Menurut pengajaran Gereja Ratolik, maka Sri Paus tidak
mungkin sesat dalam menetapkan hukum yang berhubungan dengan
masalah Agama. Surat edaran Sri Paus yang menerangkan suatu
masalah disebut Ensiklik. Biasanya memang setiap Ensiklik
Sri Paus selalu diterima dengan penuh ketaatan oleh dunia
Katolik. Namun berbeda dengan Ensiklik Humanea Vitae yang
dikeluarkan oleh Sri Paus Paulus VI sempat menggegerkan
dunia, bukan saja dunia Katolik tetapi dunia pada umumnya:
sebab untuk pertama kalinya Ensiklik Paus mendapat tantangan
yang begitu hebat dan berakibat kewibawaan Sri Paus merosot
dimata dunia. Ensiklik Humanea Vitae itu menegaskan bahwa
masalah pengaturan kelahiran hanya diperbolehkan dengan
metode pantang-berkala, sedang metode yang lain ditolak
karena tidak sesuai dengan martabat manusia. Para Uskup di
Negeri Belanda minta agar Ensiklik itu dicabut. Para Uskup
di Indonesia dalam sidangnya memberikan penjelasan Pastoral
tentang Ensiklik Humanea Vitae menjelaskan; "Bahwa Ensiklik
itu lahir setelah penyelidikan yang cukup lama dengan
penelitian yang biayanya tidak sedikit, serta banyak doa
yang diarahkan untuk maksud itu. Maka bagaimanapun Ensiklik
itu wajib kita hormati. Kepada saudara yang dengan terpaksa
menjalankan dengan metode yang menyimpang dari yang
dianjurkan oleh seruan Sri Paus, maka masalahnya harus
dibicarakan antara suami isteri dengan sikap yang dewasa."

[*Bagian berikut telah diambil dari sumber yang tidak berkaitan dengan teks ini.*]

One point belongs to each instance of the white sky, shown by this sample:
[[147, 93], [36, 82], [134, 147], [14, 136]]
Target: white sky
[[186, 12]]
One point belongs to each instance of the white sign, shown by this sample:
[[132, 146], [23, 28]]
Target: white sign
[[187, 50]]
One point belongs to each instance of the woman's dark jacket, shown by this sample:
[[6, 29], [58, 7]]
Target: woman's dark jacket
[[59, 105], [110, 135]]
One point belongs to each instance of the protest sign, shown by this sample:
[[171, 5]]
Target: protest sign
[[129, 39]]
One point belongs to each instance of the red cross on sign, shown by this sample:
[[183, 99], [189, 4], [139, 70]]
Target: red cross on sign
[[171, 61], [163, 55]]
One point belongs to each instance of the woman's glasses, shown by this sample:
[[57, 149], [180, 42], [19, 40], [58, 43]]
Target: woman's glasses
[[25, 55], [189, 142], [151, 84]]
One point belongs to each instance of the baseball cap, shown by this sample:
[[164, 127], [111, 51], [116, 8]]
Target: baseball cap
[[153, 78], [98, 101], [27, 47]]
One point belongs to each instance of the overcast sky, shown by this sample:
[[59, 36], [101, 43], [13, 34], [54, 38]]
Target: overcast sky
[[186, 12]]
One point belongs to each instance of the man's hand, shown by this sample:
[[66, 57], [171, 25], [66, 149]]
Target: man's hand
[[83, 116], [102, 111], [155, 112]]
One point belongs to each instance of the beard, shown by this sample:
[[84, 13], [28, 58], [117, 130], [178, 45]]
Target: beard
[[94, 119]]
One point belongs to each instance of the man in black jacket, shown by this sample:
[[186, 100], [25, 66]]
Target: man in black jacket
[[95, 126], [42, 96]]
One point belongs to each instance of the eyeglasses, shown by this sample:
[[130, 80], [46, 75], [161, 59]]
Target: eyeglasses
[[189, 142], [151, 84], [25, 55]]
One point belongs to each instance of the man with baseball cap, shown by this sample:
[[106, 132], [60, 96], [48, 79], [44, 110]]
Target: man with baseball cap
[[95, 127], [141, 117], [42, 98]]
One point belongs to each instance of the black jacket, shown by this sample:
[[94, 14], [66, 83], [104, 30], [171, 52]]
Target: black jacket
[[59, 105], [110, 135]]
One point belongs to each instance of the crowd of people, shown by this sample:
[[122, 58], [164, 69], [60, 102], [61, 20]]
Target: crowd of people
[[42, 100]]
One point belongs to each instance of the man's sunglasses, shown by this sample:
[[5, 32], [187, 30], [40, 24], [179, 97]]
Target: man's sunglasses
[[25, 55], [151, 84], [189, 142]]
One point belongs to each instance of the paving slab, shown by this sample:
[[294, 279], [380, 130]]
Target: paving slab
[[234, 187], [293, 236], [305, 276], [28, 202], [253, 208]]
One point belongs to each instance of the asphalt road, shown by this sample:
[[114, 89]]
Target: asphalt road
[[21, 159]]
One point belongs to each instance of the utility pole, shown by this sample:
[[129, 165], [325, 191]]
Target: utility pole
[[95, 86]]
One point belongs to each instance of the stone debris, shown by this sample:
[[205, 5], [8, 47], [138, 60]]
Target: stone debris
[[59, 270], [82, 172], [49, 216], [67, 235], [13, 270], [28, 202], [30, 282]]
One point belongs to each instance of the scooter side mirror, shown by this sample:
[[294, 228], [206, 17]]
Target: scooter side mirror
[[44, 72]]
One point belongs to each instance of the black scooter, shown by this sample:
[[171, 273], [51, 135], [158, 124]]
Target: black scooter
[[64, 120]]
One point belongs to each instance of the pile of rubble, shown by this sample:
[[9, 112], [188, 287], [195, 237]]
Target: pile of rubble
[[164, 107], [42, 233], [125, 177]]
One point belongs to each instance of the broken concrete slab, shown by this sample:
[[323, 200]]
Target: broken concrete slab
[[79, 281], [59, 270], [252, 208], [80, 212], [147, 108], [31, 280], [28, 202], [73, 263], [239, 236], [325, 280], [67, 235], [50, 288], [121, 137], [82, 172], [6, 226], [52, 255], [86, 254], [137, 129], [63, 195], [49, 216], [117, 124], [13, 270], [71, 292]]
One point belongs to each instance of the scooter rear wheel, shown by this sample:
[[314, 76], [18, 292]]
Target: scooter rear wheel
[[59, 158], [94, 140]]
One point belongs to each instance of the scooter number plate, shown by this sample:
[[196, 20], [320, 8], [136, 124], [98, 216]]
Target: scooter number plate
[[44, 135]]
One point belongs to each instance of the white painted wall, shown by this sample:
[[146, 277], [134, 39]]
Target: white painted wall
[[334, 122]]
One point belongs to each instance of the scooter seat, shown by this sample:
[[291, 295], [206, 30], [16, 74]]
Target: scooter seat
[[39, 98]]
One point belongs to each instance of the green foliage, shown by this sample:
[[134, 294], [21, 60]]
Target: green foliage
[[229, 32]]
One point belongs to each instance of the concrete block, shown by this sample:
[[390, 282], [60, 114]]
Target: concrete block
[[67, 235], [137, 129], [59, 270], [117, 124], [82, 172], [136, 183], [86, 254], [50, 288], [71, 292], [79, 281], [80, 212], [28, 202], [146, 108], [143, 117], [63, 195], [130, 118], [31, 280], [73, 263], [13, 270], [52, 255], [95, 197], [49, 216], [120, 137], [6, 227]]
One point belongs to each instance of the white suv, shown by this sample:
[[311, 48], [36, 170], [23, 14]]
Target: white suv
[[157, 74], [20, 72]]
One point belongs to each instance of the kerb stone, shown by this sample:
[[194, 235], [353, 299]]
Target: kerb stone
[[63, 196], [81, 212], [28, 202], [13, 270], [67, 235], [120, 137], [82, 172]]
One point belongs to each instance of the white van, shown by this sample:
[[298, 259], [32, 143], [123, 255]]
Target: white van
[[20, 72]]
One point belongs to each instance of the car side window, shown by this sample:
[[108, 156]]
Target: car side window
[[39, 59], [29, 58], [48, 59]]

Namun para Uskup tidak membenarkan usaha-usaha yang bersifat
perkosaan terhadap martabat manusia, misalnya pengguguran
dan pemandulan tetap.
1.2 KARDINAL
Kardinal
Kardinal adalah pembantu Paus, sebagai Dewan Penasehat,
Dewan Paus. Ada Kardinal yang bertempat tinggal di Negara
Vatikan, yang biasanya memimpin suatu Konggregasi
(Kementerian) dan ada pula yang bertempat tinggal di luar
Vatikan, umpamanya Kardinal Darmoyuwono, Uskup Agung
Semarang.
Pada jaman dulu jumlah Kardinal hanya 70, dan jumlah ini
terus dipertahankan. Jika ada yang meninggal maka diangkat
yang baru. Tetapi semenjak Paus Yohanes XXIII, maka tradisi
yang menetapkan Kardinal hanya berjumlah 70 dihapuskan dan
jumlahnya tidak dibatasi, sekarang jumlah para Kardinal
lebih dari 120 orang dan jumlah itu bisa terus bertambah.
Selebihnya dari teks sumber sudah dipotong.